The practical rule I trust more now is simple: autonomy works best after the evaluation target is fixed, external, and hard to fake. When the agent is still shaping the target, I have to stay close.

06 / What I would change next time

The next version of this workflow needs gates before long runs.

First, a label-lineage gate. Every target should answer where it came from and what physical thing it claims to measure. A coordinate, a guessed circle, a polygon, and a lidar-derived boundary are different kinds of evidence.

Second, a manual-inspection gate. Before architecture work begins, I want a small Google Earth or GIS review of high-confidence outputs. If the top candidates are empty land, trees, or ordinary texture, the project stops or changes formulation.

Third, an evaluation-design gate. Remote-sensing projects with clustered positives need geographic separation between training and validation. Nearby patches are too easy for a model to exploit.
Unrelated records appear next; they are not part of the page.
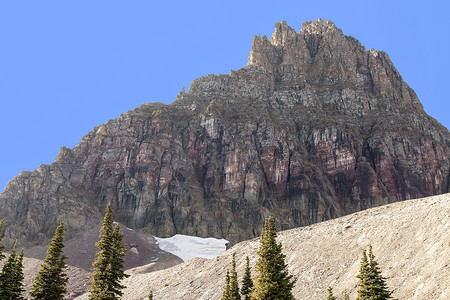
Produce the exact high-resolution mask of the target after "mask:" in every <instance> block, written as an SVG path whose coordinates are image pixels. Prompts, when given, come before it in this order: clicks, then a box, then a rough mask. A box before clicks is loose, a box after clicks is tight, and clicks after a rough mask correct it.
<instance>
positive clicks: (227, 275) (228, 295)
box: [221, 253, 241, 300]
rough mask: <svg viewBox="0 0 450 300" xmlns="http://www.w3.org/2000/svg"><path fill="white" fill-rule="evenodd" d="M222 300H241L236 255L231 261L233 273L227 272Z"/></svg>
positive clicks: (232, 270)
mask: <svg viewBox="0 0 450 300" xmlns="http://www.w3.org/2000/svg"><path fill="white" fill-rule="evenodd" d="M221 300H241V295H240V294H239V283H238V280H237V272H236V260H235V253H233V259H232V260H231V272H230V271H228V270H227V275H226V277H225V286H224V288H223V293H222V298H221Z"/></svg>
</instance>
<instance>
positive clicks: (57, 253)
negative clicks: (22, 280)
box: [30, 222, 69, 300]
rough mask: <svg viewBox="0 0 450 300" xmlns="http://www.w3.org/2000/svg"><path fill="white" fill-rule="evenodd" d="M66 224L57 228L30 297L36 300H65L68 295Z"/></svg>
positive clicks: (36, 278) (42, 264)
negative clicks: (66, 242)
mask: <svg viewBox="0 0 450 300" xmlns="http://www.w3.org/2000/svg"><path fill="white" fill-rule="evenodd" d="M63 234H64V223H63V222H61V223H60V224H59V226H58V227H57V228H56V231H55V235H54V236H53V238H52V240H51V242H50V246H49V247H48V250H47V257H46V258H45V259H44V263H43V264H42V265H41V269H40V270H39V272H38V275H37V276H36V279H35V281H34V283H33V287H32V290H31V292H30V295H31V296H32V297H33V298H34V299H50V300H60V299H64V294H65V293H66V284H67V282H68V280H69V279H68V278H67V275H66V274H65V273H64V269H65V268H66V266H67V264H66V259H67V257H66V256H65V255H64V254H63V248H64V240H63Z"/></svg>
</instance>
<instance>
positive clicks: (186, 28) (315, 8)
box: [0, 0, 450, 191]
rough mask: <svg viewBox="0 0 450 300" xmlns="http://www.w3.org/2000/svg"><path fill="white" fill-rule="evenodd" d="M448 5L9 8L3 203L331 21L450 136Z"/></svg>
mask: <svg viewBox="0 0 450 300" xmlns="http://www.w3.org/2000/svg"><path fill="white" fill-rule="evenodd" d="M448 3H450V2H449V1H446V0H441V1H431V0H430V1H422V0H421V1H415V0H409V1H403V0H401V1H394V0H390V1H361V0H359V1H335V0H333V1H313V0H308V1H302V0H297V1H282V0H279V1H262V0H260V1H244V0H241V1H233V0H231V1H230V0H227V1H211V0H209V1H152V0H147V1H142V0H132V1H114V0H108V1H103V0H89V1H86V0H76V1H75V0H72V1H70V0H64V1H61V0H57V1H47V0H39V1H36V0H30V1H25V0H24V1H22V0H14V1H12V0H11V1H0V104H1V118H0V191H2V190H3V188H4V187H5V186H6V184H7V182H8V180H10V179H11V178H12V177H13V176H15V175H17V174H18V173H19V172H20V171H21V170H34V169H36V168H38V167H39V164H43V163H44V164H49V163H51V162H53V160H54V158H55V157H56V155H57V154H58V152H59V149H60V147H61V146H67V147H70V148H72V147H74V146H75V145H76V144H77V143H78V142H79V141H80V140H81V138H82V137H83V136H84V135H85V134H87V133H88V132H89V131H90V130H92V129H93V128H94V127H95V126H97V125H100V124H102V123H104V122H106V121H107V120H109V119H114V118H117V117H119V116H120V114H121V113H123V112H126V111H127V110H131V109H133V108H135V107H137V106H139V105H140V104H142V103H145V102H164V103H170V102H172V101H173V100H174V99H175V96H176V95H177V94H178V92H179V91H180V90H181V88H182V87H183V86H186V89H187V88H188V87H189V85H190V83H191V82H192V81H193V80H194V79H196V78H198V77H200V76H204V75H207V74H211V73H213V74H229V73H230V70H231V69H233V70H235V69H239V68H241V67H243V66H244V65H245V64H246V63H247V57H248V54H249V51H250V48H251V41H252V37H253V36H254V35H255V34H261V35H262V34H266V35H267V36H269V37H270V35H271V33H272V31H273V29H274V24H275V23H276V22H279V21H282V20H285V21H287V23H288V25H289V26H291V27H293V28H294V29H295V30H296V31H299V30H300V29H301V24H302V23H303V22H304V21H309V20H312V21H313V20H317V19H318V18H322V19H324V20H328V19H329V20H331V21H333V22H334V23H335V24H336V26H337V27H339V28H340V29H342V31H343V32H344V34H346V35H351V36H353V37H355V38H357V39H358V40H359V41H360V42H361V43H362V44H363V45H364V46H365V47H366V49H370V48H374V49H376V50H383V51H385V52H387V53H388V54H389V56H390V58H391V60H392V61H393V63H394V65H395V66H396V68H397V69H398V70H399V72H400V74H401V75H402V76H403V78H404V80H405V81H406V82H407V83H408V84H409V85H410V86H411V87H412V88H413V89H414V90H415V91H416V93H417V94H418V96H419V99H420V100H421V102H422V104H423V105H424V107H425V110H426V111H427V113H429V114H430V115H431V116H433V117H434V118H436V119H437V120H438V121H439V122H441V123H442V124H443V125H444V126H446V127H447V128H450V116H449V112H450V104H449V101H448V100H449V96H448V92H447V89H448V88H449V75H448V74H449V73H448V72H449V70H450V59H449V49H450V22H449V17H448V12H449V11H450V4H448Z"/></svg>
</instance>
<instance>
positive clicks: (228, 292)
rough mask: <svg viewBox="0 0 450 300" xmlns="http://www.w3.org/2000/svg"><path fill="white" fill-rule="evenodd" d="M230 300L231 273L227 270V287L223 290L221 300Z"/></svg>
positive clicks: (226, 282)
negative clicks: (230, 276) (228, 299)
mask: <svg viewBox="0 0 450 300" xmlns="http://www.w3.org/2000/svg"><path fill="white" fill-rule="evenodd" d="M229 298H230V271H228V270H227V275H226V276H225V286H224V288H223V293H222V298H220V299H221V300H228V299H229Z"/></svg>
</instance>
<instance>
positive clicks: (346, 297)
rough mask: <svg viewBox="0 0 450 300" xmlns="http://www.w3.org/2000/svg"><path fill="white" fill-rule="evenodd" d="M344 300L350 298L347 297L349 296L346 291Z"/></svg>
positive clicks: (344, 297)
mask: <svg viewBox="0 0 450 300" xmlns="http://www.w3.org/2000/svg"><path fill="white" fill-rule="evenodd" d="M344 300H350V298H349V296H348V294H347V291H345V292H344Z"/></svg>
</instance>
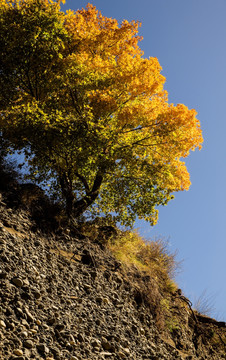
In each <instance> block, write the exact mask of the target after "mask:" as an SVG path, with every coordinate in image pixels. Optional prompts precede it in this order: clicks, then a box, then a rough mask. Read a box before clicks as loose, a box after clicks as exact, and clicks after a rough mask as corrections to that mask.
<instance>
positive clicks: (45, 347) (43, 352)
mask: <svg viewBox="0 0 226 360" xmlns="http://www.w3.org/2000/svg"><path fill="white" fill-rule="evenodd" d="M36 348H37V350H38V352H40V353H41V354H48V353H49V348H48V347H47V346H46V345H45V344H38V345H36Z"/></svg>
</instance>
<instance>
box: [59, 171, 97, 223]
mask: <svg viewBox="0 0 226 360" xmlns="http://www.w3.org/2000/svg"><path fill="white" fill-rule="evenodd" d="M59 180H60V186H61V191H62V195H63V197H64V199H65V201H66V213H67V216H68V218H70V217H72V216H73V217H75V218H78V217H79V216H80V215H82V214H83V213H84V212H85V211H86V210H87V209H88V207H89V206H90V205H92V204H93V202H94V201H95V200H96V198H97V197H98V195H99V190H100V186H101V184H102V181H103V175H101V174H100V172H98V173H97V175H96V178H95V180H94V183H93V187H92V189H91V190H90V191H87V192H86V195H85V196H84V197H83V198H81V199H80V200H77V201H75V198H74V193H73V188H72V182H71V180H70V179H69V178H68V176H67V174H66V173H63V174H62V175H61V176H60V177H59Z"/></svg>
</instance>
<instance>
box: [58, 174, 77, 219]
mask: <svg viewBox="0 0 226 360" xmlns="http://www.w3.org/2000/svg"><path fill="white" fill-rule="evenodd" d="M59 179H60V187H61V191H62V195H63V197H64V198H65V201H66V213H67V216H68V217H71V214H72V211H73V202H74V195H73V190H72V183H71V181H70V180H69V178H68V176H67V175H66V173H63V174H61V175H60V177H59Z"/></svg>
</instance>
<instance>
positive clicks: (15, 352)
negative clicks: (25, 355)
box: [13, 349, 23, 356]
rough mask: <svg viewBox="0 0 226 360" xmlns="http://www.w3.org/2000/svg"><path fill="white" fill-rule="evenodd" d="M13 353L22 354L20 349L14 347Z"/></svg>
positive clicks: (20, 355)
mask: <svg viewBox="0 0 226 360" xmlns="http://www.w3.org/2000/svg"><path fill="white" fill-rule="evenodd" d="M13 354H14V355H17V356H22V355H23V351H22V350H20V349H15V350H13Z"/></svg>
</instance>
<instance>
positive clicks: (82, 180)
mask: <svg viewBox="0 0 226 360" xmlns="http://www.w3.org/2000/svg"><path fill="white" fill-rule="evenodd" d="M60 3H61V1H57V2H55V1H52V0H1V2H0V49H1V51H0V113H1V115H0V131H1V134H2V136H3V137H4V138H5V139H6V140H7V141H10V144H11V147H12V148H13V149H14V150H23V151H24V153H25V156H26V158H27V160H28V161H29V164H30V170H31V176H34V177H36V179H37V180H38V181H43V180H45V181H46V182H49V184H50V185H51V189H52V191H56V192H57V193H58V194H59V196H61V197H62V199H64V201H65V204H66V209H67V213H68V215H69V216H75V217H78V216H80V215H81V214H83V213H84V212H85V211H86V210H87V209H90V210H92V211H94V212H95V213H98V212H101V213H111V212H113V213H115V214H117V215H118V219H119V220H120V221H121V223H123V224H126V225H128V224H132V223H133V221H134V220H135V218H136V217H139V218H143V219H145V220H147V221H149V222H150V223H151V224H154V223H155V222H156V220H157V210H156V207H157V206H159V205H165V204H167V202H168V201H169V200H170V199H171V198H172V194H173V192H175V191H180V190H188V188H189V186H190V179H189V173H188V171H187V169H186V165H185V163H184V161H183V158H185V157H186V156H188V155H189V152H190V150H194V149H195V148H196V147H198V148H200V147H201V143H202V133H201V129H200V123H199V121H198V120H197V118H196V115H197V114H196V112H195V110H189V109H188V108H187V107H186V106H185V105H182V104H178V105H176V106H174V105H173V104H169V103H168V98H167V92H166V91H165V90H164V88H163V86H164V82H165V78H164V77H163V76H162V75H161V66H160V65H159V62H158V59H157V58H154V57H150V58H148V59H147V58H145V57H144V54H143V52H142V51H141V49H140V47H139V45H138V44H139V41H140V40H141V37H139V36H138V29H139V26H140V24H139V23H138V22H135V21H131V22H128V21H126V20H124V21H123V22H122V23H121V24H120V25H119V24H118V23H117V21H116V20H115V19H112V18H107V17H105V16H103V15H102V14H101V13H100V12H99V11H98V10H97V9H96V8H95V7H94V6H93V5H91V4H88V5H87V7H86V8H85V9H81V10H77V11H72V10H69V11H67V12H66V13H64V12H62V11H61V8H60Z"/></svg>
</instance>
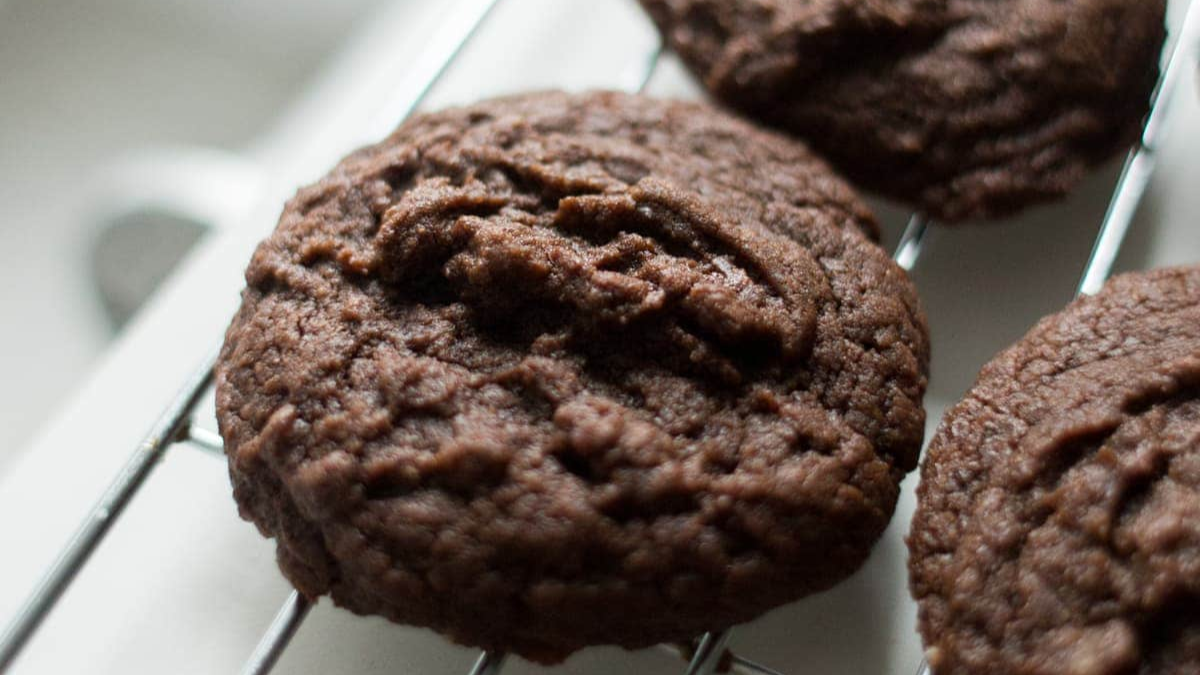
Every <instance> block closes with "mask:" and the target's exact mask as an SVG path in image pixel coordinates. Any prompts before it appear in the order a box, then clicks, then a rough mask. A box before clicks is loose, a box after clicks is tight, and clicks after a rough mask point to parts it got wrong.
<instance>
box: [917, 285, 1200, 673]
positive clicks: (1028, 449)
mask: <svg viewBox="0 0 1200 675" xmlns="http://www.w3.org/2000/svg"><path fill="white" fill-rule="evenodd" d="M917 497H918V508H917V513H916V516H914V519H913V524H912V532H911V533H910V538H908V548H910V552H911V557H910V573H911V585H912V591H913V596H914V597H916V598H917V601H918V603H919V607H920V633H922V635H923V637H924V640H925V645H926V652H925V653H926V657H928V659H929V662H930V664H931V667H932V669H934V673H936V674H937V675H967V674H970V675H1018V674H1021V675H1040V674H1046V675H1049V674H1074V675H1132V674H1139V675H1183V674H1186V673H1198V671H1200V268H1177V269H1164V270H1158V271H1153V273H1148V274H1132V275H1127V276H1121V277H1117V279H1115V280H1112V281H1110V282H1109V283H1108V286H1105V287H1104V289H1103V291H1102V292H1100V293H1099V294H1098V295H1096V297H1090V298H1082V299H1079V300H1076V301H1074V303H1073V304H1072V305H1069V306H1068V307H1067V309H1066V310H1063V311H1062V312H1060V313H1057V315H1054V316H1050V317H1048V318H1044V319H1043V321H1042V322H1040V323H1038V325H1037V327H1034V328H1033V330H1032V331H1030V333H1028V334H1027V335H1026V336H1025V337H1024V339H1022V340H1021V341H1019V342H1018V344H1016V345H1014V346H1013V347H1010V348H1008V350H1007V351H1004V352H1002V353H1001V354H1000V356H998V357H996V359H995V360H992V362H991V363H989V364H988V365H986V366H985V368H984V369H983V371H982V372H980V375H979V380H978V382H976V384H974V387H973V388H972V389H971V392H970V393H968V394H967V395H966V398H965V399H964V400H962V401H961V402H960V404H958V405H956V406H955V407H954V408H953V410H952V411H950V412H949V413H948V414H947V416H946V418H944V420H943V422H942V424H941V428H940V430H938V431H937V435H936V436H935V438H934V441H932V443H931V446H930V448H929V452H928V455H926V459H925V462H924V466H923V467H922V479H920V485H919V488H918V491H917Z"/></svg>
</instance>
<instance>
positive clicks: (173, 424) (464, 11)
mask: <svg viewBox="0 0 1200 675" xmlns="http://www.w3.org/2000/svg"><path fill="white" fill-rule="evenodd" d="M499 4H500V0H480V1H479V2H474V4H472V5H470V6H469V7H467V10H464V11H461V12H458V13H456V14H455V16H454V17H452V19H451V20H450V22H448V24H446V29H445V30H444V31H442V32H439V34H438V35H437V36H434V37H433V40H432V41H431V43H430V46H428V48H427V49H426V52H425V54H424V56H422V60H421V61H420V62H419V64H416V65H415V66H414V67H413V68H412V71H410V72H409V76H408V77H407V78H406V79H404V82H402V83H401V85H400V86H397V89H396V94H395V96H394V97H392V98H391V100H390V101H389V103H388V106H385V107H384V112H383V113H382V114H380V115H379V117H378V121H379V123H380V124H382V125H383V126H382V127H380V132H383V131H386V130H388V129H390V127H391V126H392V125H394V124H395V121H396V120H401V119H404V118H407V117H409V115H410V114H412V113H413V112H414V110H415V109H416V108H418V107H419V106H420V104H421V102H422V101H424V100H425V98H426V96H427V95H428V94H430V91H431V90H432V89H433V86H434V85H436V84H437V83H438V82H439V80H440V79H442V77H443V74H445V72H446V71H448V70H449V68H450V67H451V66H452V65H454V62H455V60H456V59H457V56H458V55H460V54H461V53H462V52H463V49H464V48H466V47H467V46H468V43H469V42H470V41H472V38H473V37H474V36H475V35H476V34H478V31H479V29H480V26H481V25H484V23H485V22H486V20H487V18H488V16H491V14H492V12H493V10H494V8H496V7H497V6H498V5H499ZM1198 49H1200V0H1193V1H1190V2H1189V6H1188V8H1187V14H1186V17H1184V20H1183V28H1182V30H1181V31H1180V35H1178V37H1177V38H1176V41H1175V46H1174V48H1172V52H1171V55H1170V58H1169V60H1168V66H1166V67H1165V70H1164V72H1163V76H1162V77H1160V79H1159V82H1158V86H1157V88H1156V91H1154V95H1153V98H1152V104H1151V112H1150V115H1148V117H1147V119H1146V124H1145V129H1144V132H1142V136H1141V139H1140V143H1139V144H1138V145H1136V147H1135V148H1134V149H1133V150H1130V153H1129V155H1128V157H1127V160H1126V163H1124V168H1123V171H1122V173H1121V177H1120V179H1118V181H1117V184H1116V187H1115V191H1114V193H1112V197H1111V201H1110V204H1109V209H1108V213H1106V214H1105V217H1104V221H1103V225H1102V227H1100V231H1099V234H1098V237H1097V239H1096V243H1094V245H1093V250H1092V253H1091V256H1090V258H1088V262H1087V265H1086V268H1085V270H1084V276H1082V280H1081V282H1080V286H1079V293H1080V294H1092V293H1096V292H1098V291H1099V288H1100V287H1102V286H1103V283H1104V281H1105V280H1106V279H1108V277H1109V276H1110V274H1111V271H1112V267H1114V264H1115V262H1116V257H1117V253H1118V252H1120V250H1121V245H1122V243H1123V241H1124V237H1126V234H1127V232H1128V229H1129V226H1130V225H1132V222H1133V217H1134V215H1135V211H1136V209H1138V205H1139V204H1140V202H1141V198H1142V196H1144V195H1145V191H1146V187H1147V185H1148V181H1150V177H1151V175H1152V173H1153V168H1154V160H1156V151H1157V150H1158V149H1159V147H1160V143H1162V137H1163V130H1164V121H1165V118H1166V108H1168V103H1169V100H1170V97H1171V95H1172V94H1174V91H1175V89H1176V88H1177V84H1178V80H1180V79H1181V78H1182V77H1183V71H1184V70H1186V68H1188V67H1190V64H1192V58H1193V56H1194V55H1195V52H1196V50H1198ZM661 50H662V47H661V44H659V47H658V48H656V49H655V50H654V52H653V53H652V54H650V56H649V59H648V62H647V64H646V68H644V71H643V72H642V74H641V78H640V80H638V82H637V83H636V86H631V88H630V89H632V90H636V91H643V90H644V89H646V86H647V85H648V84H649V82H650V79H652V77H653V76H654V73H655V71H656V66H658V62H659V56H660V54H661ZM376 126H379V125H372V126H371V129H372V130H374V127H376ZM932 225H934V223H932V222H931V221H930V220H929V219H926V217H925V216H923V215H922V214H913V215H912V217H911V219H910V220H908V223H907V226H906V227H905V231H904V233H902V235H901V238H900V240H899V243H898V245H896V249H895V253H894V259H895V262H896V263H898V264H899V267H901V268H902V269H905V270H906V271H911V270H912V269H913V267H914V265H916V263H917V261H918V258H919V256H920V250H922V244H923V241H924V240H925V234H926V233H928V232H929V231H930V228H931V227H932ZM216 356H217V351H216V350H212V351H211V352H210V354H209V356H208V357H206V358H205V359H204V360H203V363H202V365H200V366H199V368H198V369H197V371H196V374H194V375H193V376H192V377H190V378H188V380H187V381H186V382H185V384H184V387H182V388H181V389H180V392H179V393H178V394H176V396H175V398H174V399H173V400H172V401H170V402H169V405H168V406H167V407H166V410H164V412H163V413H162V416H161V417H160V418H158V420H157V422H156V423H155V424H154V426H152V428H151V430H150V432H149V434H148V435H146V437H145V438H144V440H143V441H142V443H140V444H139V446H138V447H137V448H136V449H134V452H133V454H132V455H131V456H130V459H128V460H127V462H126V465H125V466H124V467H122V468H121V471H120V472H119V473H118V476H116V477H115V478H114V479H113V482H112V483H110V484H109V486H108V489H107V490H106V491H104V494H103V495H102V496H101V498H100V501H98V502H97V503H96V506H95V507H92V509H91V510H90V512H89V514H88V515H86V516H85V518H84V520H83V522H82V524H80V525H79V527H78V530H77V531H76V533H74V536H73V537H72V538H71V540H70V542H68V543H67V544H66V546H65V548H64V549H62V550H61V552H60V554H59V556H58V558H56V560H55V561H54V563H53V565H52V566H50V568H49V569H48V571H47V572H46V574H44V575H43V577H42V579H41V581H40V583H38V584H37V586H36V587H35V589H34V591H32V592H31V595H30V596H29V598H28V599H26V602H25V603H24V604H23V605H22V608H20V609H19V611H18V613H17V615H16V616H14V617H13V620H12V621H11V622H10V623H8V625H7V627H6V628H5V631H4V633H2V634H0V674H2V673H7V671H8V669H10V668H11V667H12V665H13V663H14V662H16V659H17V657H19V656H20V653H22V651H23V649H24V647H25V646H26V644H28V643H29V640H30V639H31V638H32V637H34V634H35V633H36V632H37V629H38V628H40V627H41V625H42V622H43V621H44V620H46V617H47V616H48V615H49V613H50V611H52V610H53V609H54V607H55V605H56V603H58V602H59V599H60V598H61V597H62V595H64V593H65V592H66V590H67V589H68V587H70V585H71V583H72V581H73V580H74V579H76V577H77V575H78V574H79V572H80V571H82V569H83V567H84V566H85V565H86V563H88V561H89V558H90V557H91V555H92V552H95V550H96V548H97V546H98V545H100V543H101V542H102V540H103V538H104V536H106V534H107V533H108V532H109V530H110V528H112V527H113V525H114V524H115V522H116V520H118V519H119V518H120V515H121V513H122V512H124V510H125V508H126V507H127V506H128V503H130V502H131V501H132V500H133V497H134V496H136V495H137V492H138V490H139V488H140V486H142V485H143V484H145V482H146V480H148V479H149V477H150V476H151V473H152V470H154V467H155V466H156V464H157V462H158V460H161V459H162V456H163V455H164V454H166V452H167V449H169V448H170V447H173V446H175V444H179V443H184V442H187V443H188V444H192V446H196V447H198V448H200V449H202V450H205V452H210V453H214V454H223V446H222V440H221V437H220V436H217V435H216V434H214V432H212V431H209V430H206V429H204V428H202V426H197V425H194V424H193V423H192V419H193V417H194V413H196V410H197V407H198V402H199V401H200V400H202V399H203V395H204V394H205V392H206V390H208V389H209V388H210V386H211V383H212V369H214V365H215V363H216ZM310 608H311V604H310V603H308V601H307V599H306V598H304V596H301V595H300V593H299V592H295V591H294V592H293V593H292V595H290V596H289V597H288V598H287V601H286V602H284V604H283V607H282V608H281V609H280V610H278V613H277V614H276V616H275V619H274V620H272V621H271V623H270V626H269V627H268V629H266V631H265V632H264V634H263V635H262V638H260V640H259V643H258V645H257V647H256V649H254V651H253V652H252V653H251V656H250V658H248V659H247V661H246V664H245V667H244V669H242V674H244V675H266V674H268V673H270V671H271V669H272V668H274V667H275V664H276V663H277V661H278V658H280V656H282V653H283V652H284V650H286V649H287V646H288V644H289V643H290V640H292V638H293V637H294V635H295V633H296V631H298V629H299V628H300V626H301V623H302V622H304V620H305V617H306V616H307V614H308V610H310ZM731 637H732V632H731V631H730V629H725V631H721V632H716V633H706V634H704V635H702V637H701V638H700V639H698V640H697V643H696V645H695V650H694V651H692V655H691V658H690V661H689V663H688V667H686V670H685V671H684V673H685V675H710V674H712V673H714V670H715V669H716V668H718V665H719V664H720V663H721V662H722V661H724V659H725V658H726V657H727V658H728V659H730V662H731V665H732V668H733V669H734V670H738V671H740V673H744V674H757V675H781V674H780V673H778V671H776V670H773V669H772V668H769V667H766V665H762V664H760V663H756V662H754V661H751V659H749V658H745V657H742V656H739V655H737V653H733V652H730V651H727V646H728V643H730V639H731ZM666 649H671V647H666ZM504 662H505V655H503V653H496V652H487V651H485V652H481V653H480V656H479V657H478V659H476V661H475V664H474V667H473V668H472V670H470V675H499V673H502V670H503V668H504ZM929 671H930V670H929V667H928V664H926V663H924V662H922V664H920V667H919V669H918V675H928V674H929Z"/></svg>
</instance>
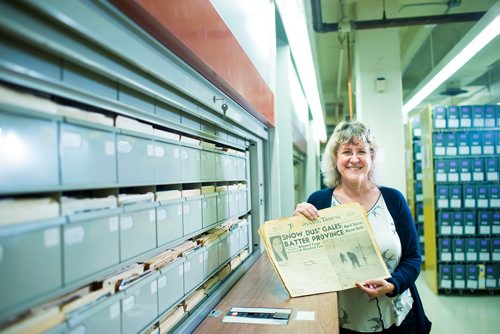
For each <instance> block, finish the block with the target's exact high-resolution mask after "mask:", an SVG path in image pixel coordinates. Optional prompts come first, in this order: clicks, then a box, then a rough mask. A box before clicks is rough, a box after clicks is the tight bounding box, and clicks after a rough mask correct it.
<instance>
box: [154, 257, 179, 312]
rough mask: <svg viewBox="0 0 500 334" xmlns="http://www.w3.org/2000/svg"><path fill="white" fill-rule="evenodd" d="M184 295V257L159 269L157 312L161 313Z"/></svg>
mask: <svg viewBox="0 0 500 334" xmlns="http://www.w3.org/2000/svg"><path fill="white" fill-rule="evenodd" d="M182 297H184V259H179V260H176V261H175V262H172V263H170V264H169V265H168V266H166V267H165V268H162V269H161V274H160V276H159V277H158V313H159V314H162V313H163V312H165V311H167V310H168V309H169V308H171V307H172V306H174V305H175V304H176V303H177V302H178V301H179V300H180V299H181V298H182Z"/></svg>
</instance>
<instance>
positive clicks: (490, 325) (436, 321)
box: [417, 272, 500, 334]
mask: <svg viewBox="0 0 500 334" xmlns="http://www.w3.org/2000/svg"><path fill="white" fill-rule="evenodd" d="M417 288H418V292H419V294H420V297H421V299H422V302H423V304H424V309H425V312H426V314H427V317H428V318H429V319H430V320H431V321H432V331H431V333H433V334H445V333H452V334H471V333H472V334H479V333H481V334H496V333H500V294H498V293H497V294H496V295H494V296H491V295H471V294H468V295H463V296H460V295H438V296H437V295H435V294H434V292H432V291H431V289H430V288H429V286H428V285H427V283H426V282H425V273H424V272H421V273H420V276H419V278H418V279H417Z"/></svg>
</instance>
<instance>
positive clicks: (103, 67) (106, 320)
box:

Fourth, a diagnostic-artifact gate. Every one-off script should write timestamped outputs to disk. Chat output is useful while working, but fragile as evidence.

With point coordinates only, I would begin with candidate detection, density estimation, or weak supervision. Supervised pixel segmentation should wait for measured polygons or lidar-derived boundaries. If I use circles again, they will stay clearly marked as guesses throughout the pipeline.

The agent can still pull imagery, write data loaders, run experiments, summarize logs, and propose next steps. The constraint is simple: a convenience assumption cannot silently become ground truth.

07 / What a serious second attempt would need

A serious second attempt would start with the data. For supervised segmentation, the project needs real boundary annotations, likely from lidar-derived archaeology datasets. Better imagery would also help. Sentinel-2 has 10 m bands, so a 50 m feature spans only about 5 pixels. NICFI Planet basemaps provide 4.77 m imagery for tropical regions.

The order should be labels, validation design, imagery, and only then architecture.

08 / Receipts for the technical reader
Claim or number Status
v5 reached F1 = 0.9100 Strong. Preserved training output and inference logs.
v8 over-predicted positives Strong. Preserved training output and charted prediction ratios.
The next revised run collapsed to near-zero positive predictions Strong. Preserved training output.
The revised run fully removed copy-paste Removed from the article. The preserved log still contains copy-paste entries, so the safer claim is that it was a revised run whose validation predictions collapsed.
Masks were synthetic circles from point coordinates Strong. Documented in project notes and reflected in the training setup.
I manually checked candidates in Google Earth and flagged empty land or trees From my project memory and chat context, not from the training logs.
v12 likely suffered spatial leakage Moderate. Split methodology and geographic clustering support the interpretation.
v4 candidate count: 12,681 at confidence > 0.65 Weak. From chat history. Directional only.
Pasted validation Dice high, natural validation Dice zero Weak. One-off diagnostic output that stayed in chat.
09 / References

The failure is simple by the end. My AI agent generated labels from assumptions, and I let those labels pass into training before the assumptions had been checked against the world. The model optimized for the target I gave it.

The next step is a stricter autonomy loop. Agents can run faster, wider, and longer than I can, but only after the validation target is real enough to deserve that speed.